Washington: Joe Biden has given himself an imposing to-do list for his earliest days as president and many promises to keep over the long haul.
Overshadowing everything at the very start is Biden’s effort to win congressional approval of a $1.9 trillion plan to combat the coronavirus and the economic misery it has caused.
But climate change, immigration, health care and more will be competing for attention — and dollars. Altogether Biden has laid out an ambitious if not always detailed set of plans and promises across the range of public policy.
Biden's likely executive actions after the inauguration:
THURSDAY
— Executive action laying out new steps to expand virus testing, protect workers and set new public health standards.
FRIDAY
— Directive to agencies to take unspecified immediate action to deliver economic relief from the pandemic.
BY FEB. 1
— Executive actions to strengthen “buy American” provisions.
— Executive actions to address climate change.
— First steps to expand access to health care, for low-income women, women of colour and other segments of the population.
— First steps to reunite families still separated at the Mexican border.
BEYOND (some may be tried sooner)
— Ensure 100 million vaccines have been given before the end of his first 100 days.
— Ensure 100 federally supported vaccination centres are up and running in his first month.
— Expand use of the Defense Production Act to direct the manufacture of critical pandemic supplies.
— Win passage of a $2 trillion climate package to get the U.S. to net-zero carbon emissions by 2050.

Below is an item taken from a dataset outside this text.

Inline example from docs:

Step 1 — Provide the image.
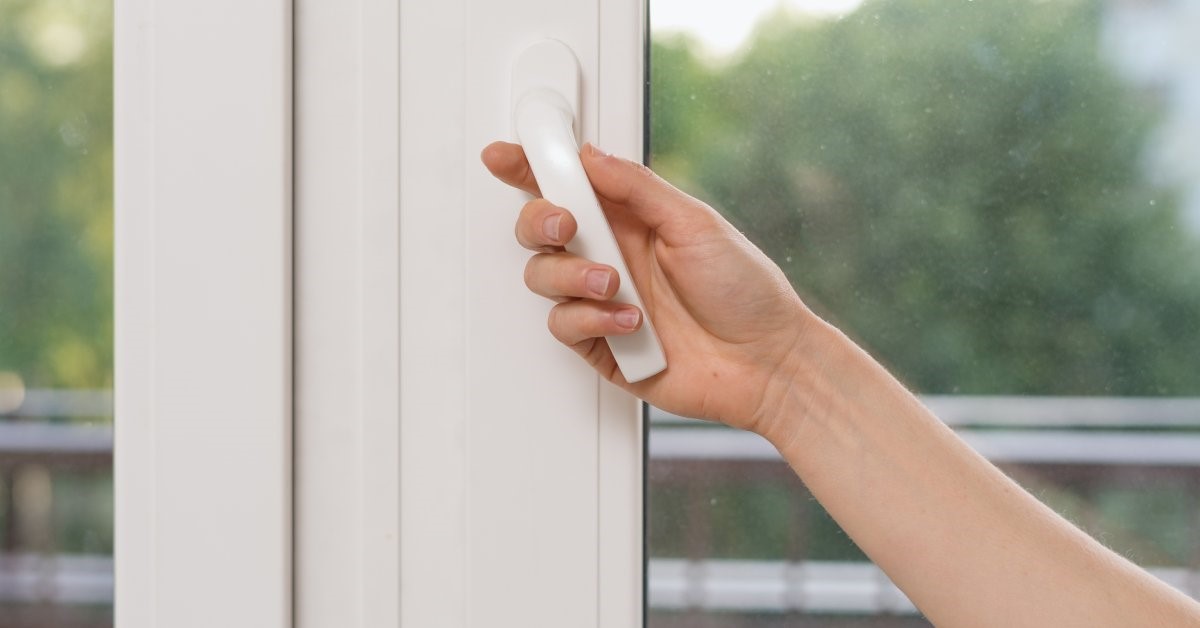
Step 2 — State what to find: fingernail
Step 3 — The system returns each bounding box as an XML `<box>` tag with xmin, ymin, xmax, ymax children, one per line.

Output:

— Seek passage of a “Medicare-like public option” to compete alongside private insurance markets for working-age Americans; increase existing premium subsidies.
— Eliminate certain corporate tax cuts where possible, by executive action, while doubling the levies U.S. firms pay on foreign profits.
— Make a plan within 100 days to end homelessness.
— Expand legal immigration slots.
— Freeze deportations for 100 days, then restore the Obama-era principle of deporting foreigners who are seen as posing a national security threat or who have committed crimes in addition to the crime of illegal entry, thereby pulling back the broad deportation policy of the Trump years.
— Halt financing of further construction of the wall along the Mexican border.
— Within 100 days, establish a police oversight commission to combat institutional racism by then.
— Reinstate federal guidance, issued by Obama and revoked by Trump, to protect transgender students’ access to sports, bathrooms and locker rooms following their gender identity.
— Ensure taxes are not raised on anyone making under $400,000.
— Restore Obama-era rules on campus sexual misconduct and a policy that aimed to cut federal money to for-profit colleges that left students with heavy debt they can’t payback.
— Support legislation to make two years of community college free and to make public colleges free for families with incomes below $125,000, with no repayment of student loans required for people who make less than $25,000 a year and, for others, no repayment rate above 5% of discretionary income.
— Support increasing the national minimum wage to $15.
— Try to win passage of a plan to spend $700 billion boosting manufacturing and research and development.
— Establish a commission to study expanding the Supreme Court.